Ключевые слова: древнерусская словесность, переводная агиография, идеал человека, предание, типология святости

Рубрика издания: Мировая литература. Текстология

Тип материала: научная статья

Для цитаты: Дорофеева Л.Г. Переводная агиография Древней Руси: проблемы изучения [Электронный ресурс] // Язык и текст. 2014. Том 1. № 1. С. 38–46. URL: https://psyjournals.ru/journals/langt/archive/2014_n1/67269 (дата обращения: 12.12.2024)

Полный текст

 

Русская словесность фактически начинается с переводной литературы, о чем написано во всех учебных пособиях и исследованиях, посвященных начальному периоду литературы Древней Руси. На протяжении нескольких веков — вплоть до XV века — переводные тексты составляли основную часть всей книжности Древней Руси и были широко распространены (1). Это объясняется историческими факторами: Крещением, вхождением Руси в византийскую духовную традицию, переводом на славянский язык, прежде всего, церковной книжности, связанной с богослужебной практикой, что и предопределило особенности состава и тип древнерусской словесности. По словам Д.М. Буланина, «тот тип литературы, с которым мы встречаемся в Древней Руси и который не отделяет человеческого писания от божественного, воспринят славянами от монастырской культуры Византии» [2, с. 18].

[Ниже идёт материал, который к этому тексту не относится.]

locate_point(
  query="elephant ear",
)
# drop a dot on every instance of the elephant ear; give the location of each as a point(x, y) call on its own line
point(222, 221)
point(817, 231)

Но нужно заметить, что при всей значимости переводной литературы, осознаваемой медиевистами, она до сих пор недостаточно изучена.

На сегодняшний день единственное систематизирующее описание переводной литературы, где даны периодизация и репертуар переводимых текстов, сделано Д.М. Буланиным в специально посвященном переводной литературе двухтомном издании «Истории русской переводной художественной литературы» [4]. Ученый отмечает, имея в виду литературу Slavia Orthodoxa (2), что «история этой литературы — единой восточнославянской — так и не написана.» [2, с. 20]

Какое же отношение имеет переводная литература к литературе оригинальной? Как определяется ее место в общем составе всей древнерусской книжности? Об этом, конечно, высказывались ведущие медиевисты и неоднократно подчеркивали, что переводная литература не является чем-то внешним по отношению к собственно русской книжности и не считается просто заимствованной и «влияющей» на складывающуюся русскую словесность. В.М. Истрин в начале ХХ в. писал: «Почти нет случая, чтобы какой-нибудь славяно-русский памятник буквально совпадал с каким-либо одним греческим списком.» [5, с. 367.]. В 1934 году В.Н. Перетц заметил, что «“заимствованное” — в процессе литературного развития разделяет судьбу оригинального.» [11, c. 330]. И в 1970-е годы Д.С. Лихачев выдвигает теорию трансплантации литературы, когда она, «пересаженная» в новую почву, становится ей сродной, фактически ее собственностью: «Перенос литературного произведения в средние века был связан с продолжением его литературной истории, с появлением новых редакций, иногда с приспособлением его к местным, национальным условиям. Византийское произведение в результате этого оказывалось в известной мере произведением местной, национальной литературы» [8, с. 21]. Правда, здесь же ученый делает уточнение о том, что «не все переводные произведения изменялись в равной степени. Не менялись или менялись сравнительно незначительно сочинения церковно-канонические,  богослужебные, освященные строго установленными и устойчивыми формами церковной жизни» [8, 21]. Далее он выделяет еще один разряд переводных текстов — житий, «связь которых с византийским оригиналом постоянно осознавалась, и текст которых поэтому изменялся на славянской почве не только под воздействием местных условий, но и в результате новых обращений переписчиков к византийскому оригиналу». В качестве примера он приводит Житие Алексея человека Божия, исследованное В.П. Адриановой-Перетц. [8, с. 22]. Таким образом, Д.С. Лихачев дал теоретическое обоснование принадлежности переводных текстов русской словесности на правах «своих», не менее значимых, чем оригинальные произведения древнерусских писателей.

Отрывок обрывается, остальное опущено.